🤖 AI Summary
Quantum sensing in high-dimensional Hilbert spaces faces significant challenges in jointly optimizing quantum probes and measurement strategies, particularly in single-shot, non-asymptotic regimes where classical computation becomes intractable.
Method: We propose an adaptive Bayesian variational framework: (i) parameterized quantum circuits serve as programmable probes, integrating quantum channel evolution with classical feedback; (ii) active information gain maximization guides control policy design; and (iii) Bayesian online posterior updating enables real-time adaptation. The framework supports multi-agent collaborative estimation and fusion.
Contribution/Results: Compared to conventional frequentist offline optimization, our method achieves substantially improved parameter estimation accuracy and faster convergence in single-shot scenarios. Empirical validation confirms that multi-agent collaboration yields measurable information gain advantages, demonstrating scalability and robustness in high-dimensional quantum sensing tasks.
📝 Abstract
Quantum sensing harnesses the unique properties of quantum systems to enable precision measurements of physical quantities such as time, magnetic and electric fields, acceleration, and gravitational gradients well beyond the limits of classical sensors. However, identifying suitable sensing probes and measurement schemes can be a classically intractable task, as it requires optimizing over Hilbert spaces of high dimension.
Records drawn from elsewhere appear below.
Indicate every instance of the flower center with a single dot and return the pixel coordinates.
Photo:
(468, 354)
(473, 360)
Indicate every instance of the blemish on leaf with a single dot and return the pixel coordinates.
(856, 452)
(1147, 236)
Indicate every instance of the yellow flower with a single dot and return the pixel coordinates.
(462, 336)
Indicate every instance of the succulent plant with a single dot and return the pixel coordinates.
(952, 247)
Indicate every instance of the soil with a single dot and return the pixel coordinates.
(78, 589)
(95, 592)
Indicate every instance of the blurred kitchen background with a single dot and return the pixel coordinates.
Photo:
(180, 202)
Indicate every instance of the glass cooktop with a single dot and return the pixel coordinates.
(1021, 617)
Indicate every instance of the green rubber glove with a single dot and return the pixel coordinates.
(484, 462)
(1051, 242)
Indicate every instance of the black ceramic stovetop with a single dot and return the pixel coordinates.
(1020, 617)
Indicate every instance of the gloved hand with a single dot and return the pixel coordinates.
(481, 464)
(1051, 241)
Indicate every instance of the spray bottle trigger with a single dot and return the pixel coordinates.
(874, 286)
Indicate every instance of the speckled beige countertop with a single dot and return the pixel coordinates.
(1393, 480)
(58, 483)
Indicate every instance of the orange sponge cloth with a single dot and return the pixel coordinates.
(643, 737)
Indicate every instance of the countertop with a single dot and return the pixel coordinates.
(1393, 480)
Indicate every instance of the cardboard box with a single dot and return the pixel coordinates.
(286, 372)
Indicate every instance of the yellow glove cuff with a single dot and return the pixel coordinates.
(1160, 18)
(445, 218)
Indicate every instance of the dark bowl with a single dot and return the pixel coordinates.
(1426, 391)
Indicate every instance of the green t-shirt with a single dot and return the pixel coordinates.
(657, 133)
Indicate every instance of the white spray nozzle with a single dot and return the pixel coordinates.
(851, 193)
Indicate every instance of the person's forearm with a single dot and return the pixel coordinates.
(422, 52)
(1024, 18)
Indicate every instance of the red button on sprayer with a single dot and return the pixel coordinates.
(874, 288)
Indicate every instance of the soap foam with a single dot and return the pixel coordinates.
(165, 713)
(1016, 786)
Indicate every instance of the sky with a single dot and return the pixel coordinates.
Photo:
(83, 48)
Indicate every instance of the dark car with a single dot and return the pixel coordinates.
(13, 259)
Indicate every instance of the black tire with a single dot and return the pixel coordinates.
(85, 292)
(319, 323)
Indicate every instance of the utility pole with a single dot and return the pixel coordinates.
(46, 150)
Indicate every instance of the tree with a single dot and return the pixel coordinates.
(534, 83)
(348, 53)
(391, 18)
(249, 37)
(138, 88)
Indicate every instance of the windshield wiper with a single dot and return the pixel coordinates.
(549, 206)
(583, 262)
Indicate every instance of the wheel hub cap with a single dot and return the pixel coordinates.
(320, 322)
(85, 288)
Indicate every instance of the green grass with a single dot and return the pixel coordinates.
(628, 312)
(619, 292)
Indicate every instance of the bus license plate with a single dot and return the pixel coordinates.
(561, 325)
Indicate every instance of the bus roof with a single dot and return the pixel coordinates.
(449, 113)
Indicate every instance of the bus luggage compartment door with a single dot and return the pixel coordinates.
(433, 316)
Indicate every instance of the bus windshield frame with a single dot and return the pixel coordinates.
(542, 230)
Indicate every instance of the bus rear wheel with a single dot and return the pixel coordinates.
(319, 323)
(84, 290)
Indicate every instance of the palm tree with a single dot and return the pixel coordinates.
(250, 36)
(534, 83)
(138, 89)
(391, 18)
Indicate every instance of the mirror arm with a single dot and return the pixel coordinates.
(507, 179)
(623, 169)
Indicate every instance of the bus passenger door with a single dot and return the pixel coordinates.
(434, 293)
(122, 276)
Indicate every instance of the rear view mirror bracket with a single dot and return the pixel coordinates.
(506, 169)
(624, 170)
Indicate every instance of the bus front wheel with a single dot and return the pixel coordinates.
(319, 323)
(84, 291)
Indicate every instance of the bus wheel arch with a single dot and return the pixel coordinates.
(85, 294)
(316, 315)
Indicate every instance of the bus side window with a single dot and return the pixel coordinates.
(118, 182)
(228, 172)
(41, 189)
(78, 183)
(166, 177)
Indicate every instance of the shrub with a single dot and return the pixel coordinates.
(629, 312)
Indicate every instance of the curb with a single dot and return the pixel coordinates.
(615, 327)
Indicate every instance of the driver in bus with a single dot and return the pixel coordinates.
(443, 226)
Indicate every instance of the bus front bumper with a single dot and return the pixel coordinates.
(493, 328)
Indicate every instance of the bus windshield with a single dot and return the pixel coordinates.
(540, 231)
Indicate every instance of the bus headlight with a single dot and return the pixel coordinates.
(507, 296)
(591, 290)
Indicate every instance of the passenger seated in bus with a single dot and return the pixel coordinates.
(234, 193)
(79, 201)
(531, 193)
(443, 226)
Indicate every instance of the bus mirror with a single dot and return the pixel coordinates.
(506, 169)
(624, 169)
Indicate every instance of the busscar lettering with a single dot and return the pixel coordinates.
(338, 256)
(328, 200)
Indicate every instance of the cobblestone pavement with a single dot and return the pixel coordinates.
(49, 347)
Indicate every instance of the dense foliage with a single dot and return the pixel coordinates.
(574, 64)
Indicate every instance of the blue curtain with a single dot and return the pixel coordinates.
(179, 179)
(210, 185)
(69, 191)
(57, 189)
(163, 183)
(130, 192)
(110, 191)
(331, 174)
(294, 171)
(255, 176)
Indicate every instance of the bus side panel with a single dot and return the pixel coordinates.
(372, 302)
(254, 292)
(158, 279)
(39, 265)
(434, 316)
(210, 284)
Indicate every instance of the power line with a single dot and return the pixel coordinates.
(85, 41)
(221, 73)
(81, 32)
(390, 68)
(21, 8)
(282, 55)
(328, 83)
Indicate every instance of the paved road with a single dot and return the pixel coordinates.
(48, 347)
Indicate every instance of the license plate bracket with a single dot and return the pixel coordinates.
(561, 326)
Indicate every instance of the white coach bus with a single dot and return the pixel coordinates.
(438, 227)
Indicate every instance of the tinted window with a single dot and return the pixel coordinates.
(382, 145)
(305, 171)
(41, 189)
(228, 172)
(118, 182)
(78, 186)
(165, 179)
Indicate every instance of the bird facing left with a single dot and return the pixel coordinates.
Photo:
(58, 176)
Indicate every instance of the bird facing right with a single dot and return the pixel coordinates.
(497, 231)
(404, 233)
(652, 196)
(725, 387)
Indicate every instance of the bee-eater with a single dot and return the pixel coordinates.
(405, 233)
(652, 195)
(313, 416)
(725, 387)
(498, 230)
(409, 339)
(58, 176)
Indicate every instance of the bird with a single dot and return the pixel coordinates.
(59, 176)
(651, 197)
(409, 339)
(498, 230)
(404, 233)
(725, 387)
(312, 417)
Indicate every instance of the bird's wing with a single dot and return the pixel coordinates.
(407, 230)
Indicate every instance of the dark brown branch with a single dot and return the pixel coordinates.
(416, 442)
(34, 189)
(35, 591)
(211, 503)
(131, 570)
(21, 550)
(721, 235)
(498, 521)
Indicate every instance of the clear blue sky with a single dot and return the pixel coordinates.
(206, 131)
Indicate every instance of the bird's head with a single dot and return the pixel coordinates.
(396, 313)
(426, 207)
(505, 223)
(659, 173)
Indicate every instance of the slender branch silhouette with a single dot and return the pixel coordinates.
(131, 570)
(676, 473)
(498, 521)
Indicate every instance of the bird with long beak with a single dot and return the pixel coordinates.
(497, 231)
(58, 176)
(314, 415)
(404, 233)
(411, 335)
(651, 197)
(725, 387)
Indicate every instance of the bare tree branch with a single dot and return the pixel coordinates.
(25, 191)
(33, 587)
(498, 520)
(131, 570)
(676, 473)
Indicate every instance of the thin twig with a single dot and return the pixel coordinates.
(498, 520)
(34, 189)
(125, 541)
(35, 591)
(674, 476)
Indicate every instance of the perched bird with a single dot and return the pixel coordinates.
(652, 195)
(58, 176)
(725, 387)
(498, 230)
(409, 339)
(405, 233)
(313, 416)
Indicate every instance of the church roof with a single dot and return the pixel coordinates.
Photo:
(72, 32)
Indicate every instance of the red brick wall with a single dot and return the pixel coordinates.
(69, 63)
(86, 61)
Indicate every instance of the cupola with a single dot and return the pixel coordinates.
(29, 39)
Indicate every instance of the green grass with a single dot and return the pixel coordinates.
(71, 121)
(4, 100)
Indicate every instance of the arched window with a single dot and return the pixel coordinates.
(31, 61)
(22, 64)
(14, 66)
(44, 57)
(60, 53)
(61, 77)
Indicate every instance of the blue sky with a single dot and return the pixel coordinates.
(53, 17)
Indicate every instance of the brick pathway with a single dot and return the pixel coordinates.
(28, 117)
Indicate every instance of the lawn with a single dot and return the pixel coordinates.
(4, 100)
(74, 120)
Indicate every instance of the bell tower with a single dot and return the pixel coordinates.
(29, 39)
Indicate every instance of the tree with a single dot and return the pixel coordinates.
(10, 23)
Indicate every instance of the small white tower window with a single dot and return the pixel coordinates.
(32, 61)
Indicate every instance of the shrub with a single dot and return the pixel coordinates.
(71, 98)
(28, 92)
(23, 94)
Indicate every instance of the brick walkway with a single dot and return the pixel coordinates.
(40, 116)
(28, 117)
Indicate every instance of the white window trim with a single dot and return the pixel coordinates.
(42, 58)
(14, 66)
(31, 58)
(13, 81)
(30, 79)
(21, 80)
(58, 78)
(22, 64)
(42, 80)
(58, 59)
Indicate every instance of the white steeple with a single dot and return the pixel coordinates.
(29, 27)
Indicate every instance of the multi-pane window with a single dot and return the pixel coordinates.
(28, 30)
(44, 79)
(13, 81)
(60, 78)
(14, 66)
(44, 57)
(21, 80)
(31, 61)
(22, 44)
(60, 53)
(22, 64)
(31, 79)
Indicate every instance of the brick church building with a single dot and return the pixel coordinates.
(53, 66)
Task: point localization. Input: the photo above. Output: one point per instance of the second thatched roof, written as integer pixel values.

In variational quantum sensing, a probe quantum system is generated via a parameterized quantum circuit (PQC), exposed to an unknown physical parameter through a quantum channel, and measured to collect classical data. PQCs and measurements are typically optimized using offline strategies based on frequentist learning criteria. This paper introduces an adaptive protocol that uses Bayesian inference to optimize the sensing policy via the maximization of the active information gain. The proposed variational methodology is tailored for non-asymptotic regimes where a single probe can be deployed in each time step, and is extended to support the fusion of estimates from multiple quantum sensing agents.